In Biondino v. Southern Farm Bureau Casualty Insurance Co., 319 So. 2d 152 (Fla. 2d DCA 1975), we held under similar policy language[2] that the amount which a husband could recover for bodily injuries and his wife could recover for loss of consortium was limited to the per person entitlement. We rejected the wife's contention that the per accident limitation should be applied to allow her a separate entitlement as a derivative claimant. In Mackoul v. The Fidelity & Casualty Co. of New York, 402 So. 2d 1259 (Fla. 1st DCA, 1981), the First District cited our opinion in Biondino and held that the each person limit of liability under uninsured motorist coverage in that policy[3] provided the total liability of the insurance company for all damages that could be recovered for the death of one person. It specifically rejected the contention that each party who has a claim arising out of the wrongful death of the deceased has a separate entitlement to the extent of the limit of liability for each person. We agree with the result in Mackoul and find, as applied to the facts of the instant case, that appellee is not entitled to recover under the uninsured motorist provision of decedent's policy.

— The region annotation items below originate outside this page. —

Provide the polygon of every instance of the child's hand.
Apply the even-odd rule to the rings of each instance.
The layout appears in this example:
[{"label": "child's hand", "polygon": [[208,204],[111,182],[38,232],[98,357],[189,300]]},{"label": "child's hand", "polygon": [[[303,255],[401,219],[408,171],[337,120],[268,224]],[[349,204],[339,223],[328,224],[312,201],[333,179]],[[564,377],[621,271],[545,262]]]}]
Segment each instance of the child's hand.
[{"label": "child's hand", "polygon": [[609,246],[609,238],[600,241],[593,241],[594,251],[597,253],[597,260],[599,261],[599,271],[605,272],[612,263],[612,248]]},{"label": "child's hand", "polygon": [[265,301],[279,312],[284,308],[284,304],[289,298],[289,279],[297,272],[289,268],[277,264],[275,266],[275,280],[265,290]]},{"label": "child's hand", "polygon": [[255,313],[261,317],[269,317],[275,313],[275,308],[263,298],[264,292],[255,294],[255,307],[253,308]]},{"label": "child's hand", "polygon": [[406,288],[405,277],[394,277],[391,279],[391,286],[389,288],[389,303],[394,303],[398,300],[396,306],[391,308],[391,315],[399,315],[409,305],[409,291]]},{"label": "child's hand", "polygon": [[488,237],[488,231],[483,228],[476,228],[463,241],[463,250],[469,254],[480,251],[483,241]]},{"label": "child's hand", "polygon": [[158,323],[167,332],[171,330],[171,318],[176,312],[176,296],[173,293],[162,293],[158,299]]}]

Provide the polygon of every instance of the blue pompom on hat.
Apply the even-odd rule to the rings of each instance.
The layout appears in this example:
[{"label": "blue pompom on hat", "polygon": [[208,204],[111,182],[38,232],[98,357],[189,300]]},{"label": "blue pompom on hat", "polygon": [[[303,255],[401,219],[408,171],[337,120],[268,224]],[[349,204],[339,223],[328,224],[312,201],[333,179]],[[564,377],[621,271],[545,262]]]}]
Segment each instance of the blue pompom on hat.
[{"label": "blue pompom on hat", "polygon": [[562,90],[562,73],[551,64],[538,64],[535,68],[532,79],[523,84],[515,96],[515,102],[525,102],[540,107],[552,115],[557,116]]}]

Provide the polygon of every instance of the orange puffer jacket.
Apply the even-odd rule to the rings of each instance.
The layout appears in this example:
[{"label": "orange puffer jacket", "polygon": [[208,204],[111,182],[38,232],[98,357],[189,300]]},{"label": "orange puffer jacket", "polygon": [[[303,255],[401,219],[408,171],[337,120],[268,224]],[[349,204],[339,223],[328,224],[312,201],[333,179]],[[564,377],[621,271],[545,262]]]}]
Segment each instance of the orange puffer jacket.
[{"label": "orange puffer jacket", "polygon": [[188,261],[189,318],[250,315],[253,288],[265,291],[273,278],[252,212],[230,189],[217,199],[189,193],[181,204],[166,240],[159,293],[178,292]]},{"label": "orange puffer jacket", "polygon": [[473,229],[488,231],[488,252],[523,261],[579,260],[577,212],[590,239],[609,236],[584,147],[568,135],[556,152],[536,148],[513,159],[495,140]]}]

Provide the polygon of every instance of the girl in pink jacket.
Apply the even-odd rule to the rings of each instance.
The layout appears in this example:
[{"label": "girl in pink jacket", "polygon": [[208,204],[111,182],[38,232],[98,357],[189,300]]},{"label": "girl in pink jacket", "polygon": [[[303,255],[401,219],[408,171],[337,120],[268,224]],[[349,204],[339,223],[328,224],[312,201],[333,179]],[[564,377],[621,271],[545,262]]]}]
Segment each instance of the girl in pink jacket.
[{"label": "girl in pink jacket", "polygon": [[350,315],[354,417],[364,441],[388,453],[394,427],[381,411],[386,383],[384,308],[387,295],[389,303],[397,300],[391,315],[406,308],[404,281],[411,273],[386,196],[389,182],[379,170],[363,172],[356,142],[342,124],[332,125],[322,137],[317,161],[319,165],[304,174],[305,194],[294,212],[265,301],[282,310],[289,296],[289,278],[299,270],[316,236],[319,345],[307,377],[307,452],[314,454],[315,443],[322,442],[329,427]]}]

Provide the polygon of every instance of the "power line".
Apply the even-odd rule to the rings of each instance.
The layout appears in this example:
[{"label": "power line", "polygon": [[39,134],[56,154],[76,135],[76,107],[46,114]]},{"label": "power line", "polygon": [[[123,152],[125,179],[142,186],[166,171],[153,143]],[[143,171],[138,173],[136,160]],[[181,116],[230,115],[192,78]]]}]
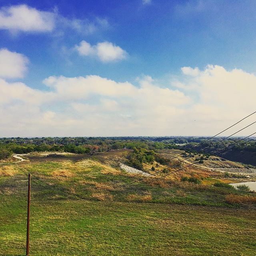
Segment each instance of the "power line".
[{"label": "power line", "polygon": [[[256,123],[256,121],[253,122],[253,123],[252,123],[251,124],[249,124],[249,125],[248,125],[247,126],[246,126],[245,127],[244,127],[244,128],[243,128],[242,129],[241,129],[239,131],[233,133],[233,134],[231,134],[231,135],[230,135],[229,136],[228,136],[228,137],[224,138],[224,139],[223,139],[222,140],[220,140],[219,141],[218,141],[216,142],[215,143],[214,143],[214,144],[213,144],[213,145],[211,145],[208,147],[207,147],[206,148],[205,148],[204,150],[206,150],[210,148],[212,148],[212,147],[215,146],[217,144],[218,144],[218,143],[220,143],[220,142],[223,141],[224,140],[226,140],[227,138],[230,138],[230,137],[231,137],[232,136],[233,136],[233,135],[234,135],[235,134],[236,134],[237,133],[238,133],[238,132],[241,132],[241,131],[243,130],[244,130],[245,129],[246,129],[246,128],[247,128],[249,126],[250,126],[252,125],[252,124],[255,124],[255,123]],[[176,157],[178,157],[178,156],[179,156],[181,155],[182,154],[180,154],[180,155],[178,155]],[[175,166],[176,165],[177,165],[178,164],[180,164],[181,163],[182,163],[182,162],[186,161],[186,160],[187,160],[188,159],[189,159],[190,158],[191,158],[192,157],[193,157],[193,156],[190,156],[189,157],[184,159],[184,160],[182,160],[182,161],[180,161],[180,162],[179,163],[176,163],[176,164],[173,164],[172,165],[171,165],[170,166],[168,167],[168,168],[170,168],[171,167]],[[172,159],[174,159],[174,158],[172,158]],[[141,180],[144,180],[147,178],[148,178],[148,177],[150,177],[150,176],[153,176],[154,175],[155,175],[156,174],[157,174],[158,173],[159,173],[159,172],[161,172],[163,171],[163,170],[161,170],[160,171],[158,171],[158,172],[155,172],[155,173],[154,174],[149,174],[148,176],[147,176],[146,177],[144,177],[139,180],[136,180],[136,181],[134,181],[133,182],[130,182],[130,183],[128,183],[128,184],[124,184],[123,185],[122,185],[121,186],[119,186],[118,187],[117,187],[117,188],[122,188],[122,187],[124,187],[126,186],[128,186],[128,185],[130,185],[130,184],[132,184],[133,183],[135,183],[136,182],[138,182],[138,181],[140,181]],[[134,177],[134,176],[133,177]],[[112,185],[112,184],[110,184],[109,185],[104,185],[104,186],[102,186],[101,187],[99,187],[98,188],[94,188],[94,189],[99,189],[100,188],[104,188],[104,187],[106,187],[108,186],[110,186]],[[92,193],[92,194],[97,194],[98,193],[99,193],[99,192],[94,192],[94,193]]]},{"label": "power line", "polygon": [[[250,115],[248,115],[248,116],[247,116],[245,117],[244,117],[242,119],[241,119],[239,121],[238,121],[238,122],[236,122],[235,124],[232,124],[232,125],[231,125],[231,126],[229,126],[228,128],[226,128],[225,130],[223,130],[221,132],[219,132],[218,134],[216,134],[216,135],[214,135],[214,136],[212,136],[211,138],[207,139],[207,140],[206,140],[204,141],[203,141],[203,142],[201,142],[199,144],[198,144],[198,145],[195,145],[194,147],[192,147],[190,149],[191,150],[192,150],[194,148],[197,148],[197,147],[199,147],[200,146],[201,146],[202,144],[203,144],[204,143],[205,143],[207,141],[208,141],[210,140],[211,140],[212,139],[213,139],[213,138],[215,138],[215,137],[216,137],[218,135],[219,135],[220,134],[222,133],[223,132],[225,132],[226,131],[228,130],[229,129],[230,129],[230,128],[232,128],[232,127],[234,127],[234,126],[235,126],[235,125],[236,125],[238,124],[239,124],[239,123],[241,122],[242,121],[243,121],[246,118],[248,118],[250,116],[252,116],[252,115],[254,114],[255,113],[256,113],[256,111],[255,111],[253,113],[252,113],[252,114],[250,114]],[[251,125],[252,124],[251,124]],[[247,127],[246,127],[246,128],[247,128]],[[238,132],[239,132],[239,131],[239,131]],[[237,132],[236,133],[237,133]],[[233,135],[234,135],[235,134],[236,134],[236,133],[234,134]],[[231,136],[232,136],[233,135],[231,135],[230,137],[231,137]],[[212,146],[214,146],[214,145],[212,145]],[[180,154],[178,155],[178,156],[175,156],[174,158],[171,158],[170,159],[168,159],[168,160],[167,160],[164,163],[164,164],[167,164],[167,163],[169,162],[170,162],[172,160],[173,160],[174,159],[178,157],[179,156],[181,156],[182,154],[183,153]],[[158,166],[162,166],[162,165],[161,164],[160,164]],[[171,167],[171,166],[170,166],[170,167]],[[145,170],[145,172],[147,172],[147,171],[149,171],[150,170],[150,169],[149,169]],[[156,173],[154,174],[154,175],[156,174]],[[138,173],[138,174],[136,174],[135,175],[134,175],[133,176],[132,176],[131,177],[128,177],[127,178],[126,178],[125,179],[124,179],[123,180],[118,180],[118,181],[116,181],[116,182],[112,182],[112,183],[110,183],[110,184],[109,184],[108,185],[105,185],[104,186],[102,186],[101,187],[99,187],[97,188],[86,188],[86,189],[84,189],[84,191],[91,190],[95,190],[95,189],[99,189],[100,188],[104,188],[105,187],[106,187],[106,186],[112,186],[112,185],[114,185],[115,184],[118,184],[118,183],[120,183],[121,182],[123,182],[124,181],[125,181],[125,180],[129,180],[130,179],[133,178],[135,178],[135,177],[137,177],[137,176],[138,176],[141,175],[141,173]],[[150,176],[151,176],[152,175],[153,175],[153,174],[150,174]]]},{"label": "power line", "polygon": [[[254,133],[253,133],[252,134],[251,134],[250,135],[249,135],[249,136],[247,136],[247,137],[245,137],[245,138],[244,138],[243,139],[242,139],[241,140],[238,140],[238,141],[236,142],[235,142],[235,143],[233,143],[233,144],[232,144],[231,145],[230,145],[229,146],[228,146],[227,147],[226,147],[226,148],[224,148],[224,149],[222,149],[222,150],[219,150],[219,151],[217,151],[217,152],[215,152],[214,154],[218,154],[218,153],[219,153],[220,152],[221,152],[222,151],[223,151],[224,150],[226,150],[227,149],[228,149],[230,147],[230,146],[234,146],[234,145],[235,145],[236,144],[237,144],[237,143],[239,143],[240,141],[241,141],[242,140],[245,140],[246,139],[249,138],[249,137],[250,137],[251,136],[252,136],[252,135],[254,135],[254,134],[256,134],[256,132],[254,132]],[[252,140],[253,139],[252,139],[251,140]],[[146,184],[149,184],[149,183],[152,183],[152,182],[155,182],[155,181],[156,181],[156,180],[160,180],[161,179],[162,179],[162,178],[165,178],[166,177],[167,177],[167,176],[169,176],[170,175],[173,174],[174,173],[177,172],[179,172],[179,171],[181,171],[182,170],[184,170],[184,169],[186,169],[186,168],[187,168],[188,167],[189,167],[190,166],[192,166],[194,165],[194,164],[196,164],[196,162],[196,162],[193,163],[192,164],[189,164],[189,165],[187,166],[185,166],[184,167],[181,168],[181,169],[180,169],[179,170],[176,170],[176,171],[175,171],[174,172],[172,172],[172,173],[171,173],[170,174],[167,174],[166,175],[165,175],[164,176],[162,176],[160,177],[159,177],[158,178],[157,178],[156,179],[154,179],[154,180],[152,180],[149,181],[148,181],[148,182],[147,182],[144,183],[143,184],[140,184],[140,185],[138,185],[137,186],[136,186],[133,187],[132,188],[127,188],[126,189],[125,189],[124,190],[122,190],[122,191],[116,191],[116,193],[117,193],[117,194],[118,194],[118,193],[121,193],[121,192],[123,193],[123,192],[125,192],[126,191],[128,191],[128,190],[133,190],[133,189],[134,189],[135,188],[139,188],[140,187],[142,186],[144,186],[144,185],[145,185]],[[167,169],[168,169],[169,168],[170,168],[170,167],[168,167],[167,168],[166,168],[165,169],[164,169],[162,170],[162,171],[164,170],[166,170]],[[95,199],[97,199],[97,198],[103,198],[103,197],[105,197],[106,196],[109,196],[109,195],[104,195],[104,196],[97,196],[96,197],[94,197],[94,198],[95,198]],[[87,198],[87,199],[90,199],[91,198]]]}]

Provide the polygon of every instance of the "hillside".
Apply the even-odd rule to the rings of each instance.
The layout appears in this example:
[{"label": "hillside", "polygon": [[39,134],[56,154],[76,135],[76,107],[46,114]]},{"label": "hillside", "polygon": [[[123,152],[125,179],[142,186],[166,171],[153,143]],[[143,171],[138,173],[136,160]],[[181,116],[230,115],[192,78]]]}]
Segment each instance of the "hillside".
[{"label": "hillside", "polygon": [[[132,153],[31,153],[0,165],[1,253],[24,253],[30,172],[32,255],[254,255],[256,194],[227,184],[254,178],[227,178],[218,170],[244,166],[217,157],[153,182],[168,173],[127,179],[134,174],[119,163]],[[160,164],[143,168],[152,174]]]}]

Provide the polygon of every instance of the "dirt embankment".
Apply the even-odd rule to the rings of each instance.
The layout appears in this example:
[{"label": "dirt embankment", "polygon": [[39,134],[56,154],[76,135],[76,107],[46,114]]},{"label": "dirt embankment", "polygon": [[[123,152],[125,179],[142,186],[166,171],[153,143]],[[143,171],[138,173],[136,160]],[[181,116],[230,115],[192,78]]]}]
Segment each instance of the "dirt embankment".
[{"label": "dirt embankment", "polygon": [[256,152],[230,150],[219,155],[228,160],[256,166]]}]

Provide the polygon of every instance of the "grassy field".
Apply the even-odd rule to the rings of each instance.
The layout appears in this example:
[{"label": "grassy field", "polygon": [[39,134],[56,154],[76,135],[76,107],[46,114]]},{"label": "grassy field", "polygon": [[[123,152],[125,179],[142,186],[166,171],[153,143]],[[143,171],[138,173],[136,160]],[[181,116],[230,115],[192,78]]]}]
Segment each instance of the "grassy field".
[{"label": "grassy field", "polygon": [[[127,178],[113,162],[119,153],[37,156],[1,166],[0,255],[24,255],[28,172],[32,255],[255,255],[255,204],[226,200],[230,194],[255,199],[255,193],[214,186],[229,181],[202,167],[132,191],[118,188],[129,180],[97,190]],[[185,175],[202,182],[180,181]],[[140,178],[133,186],[142,184]]]}]

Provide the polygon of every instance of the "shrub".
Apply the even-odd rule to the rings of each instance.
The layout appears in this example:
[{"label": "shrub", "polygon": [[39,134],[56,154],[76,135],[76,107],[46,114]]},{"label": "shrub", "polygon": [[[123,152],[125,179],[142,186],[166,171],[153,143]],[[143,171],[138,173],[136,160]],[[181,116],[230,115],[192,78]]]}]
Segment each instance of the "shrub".
[{"label": "shrub", "polygon": [[240,191],[244,192],[249,192],[250,190],[250,188],[246,185],[240,185],[236,187],[236,188]]},{"label": "shrub", "polygon": [[188,178],[187,177],[182,177],[181,180],[182,181],[188,181],[190,182],[192,182],[196,184],[200,184],[202,181],[198,178],[194,177]]},{"label": "shrub", "polygon": [[194,177],[192,177],[189,178],[188,181],[190,182],[193,182],[196,184],[200,184],[202,182],[202,181],[199,179]]},{"label": "shrub", "polygon": [[228,172],[226,172],[225,173],[224,176],[226,178],[228,178],[230,176],[229,173],[228,173]]},{"label": "shrub", "polygon": [[218,182],[214,183],[213,184],[214,186],[216,187],[220,187],[221,188],[232,188],[234,189],[234,187],[230,184],[228,183],[224,183],[224,182]]},{"label": "shrub", "polygon": [[6,149],[0,149],[0,160],[7,158],[11,154],[11,152]]},{"label": "shrub", "polygon": [[226,196],[226,201],[230,204],[256,204],[256,196],[230,194]]},{"label": "shrub", "polygon": [[188,178],[187,177],[182,177],[181,180],[181,181],[188,181]]}]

Finally, we reject appellee's assertion that the language included under Coverage, "Under this coverage we will pay damages others may be legally entitled to recover because of bodily injury suffered by an insured," conflicts with the limits of payment provision so as to render the policy provisions ambiguous. We think the quoted provision merely authorizes recovery by derivative claimants and does not expand the stated policy limits available for payment.

Accordingly, we vacate the summary judgment entered in favor of appellee, and direct the trial court to enter summary judgment in favor of appellant.

SCHEB, C.J., and BOARDMAN and CAMPBELL, JJ., concur.

NOTES

[1] Bodily injury is elsewhere defined in the policy as including death.

[2] In Biondino, 319 So.2d at 153, the payment clause in the policy provided:

The limit of liability as applicable to "each person" is the limit of the Company's liability for all damages, including damages for care or loss of services, because of bodily injury sustained by one person, as the result of any one accident and, subject to the above provisions respecting each person, the limit of liability as applicable to "each accident" is the total limit of the Company's liability for all damages, including damages for care or loss of services, because of bodily injury sustained by two or more persons as a result of any one accident.

[3] In Mackoul, 402 So.2d at 1260, the relevant provision states:

The limit of liability shown in the Declarations for "each person" for Uninsured Motorist Coverage is our maximum limit of liability for all damages for bodily injury sustained by any one person in any one auto accident. Subject to this limit for "each person" the limit of liability shown in the Declarations or in this endorsement for "each accident" for Uninsured Motorists Coverage is our maximum limit of liability for all damages for bodily injury resulting from any one auto accident.

This is the most we will pay regardless of the number of covered persons, claims made, vehicles or premiums shown in the declarations, or vehicles involved in the auto accident.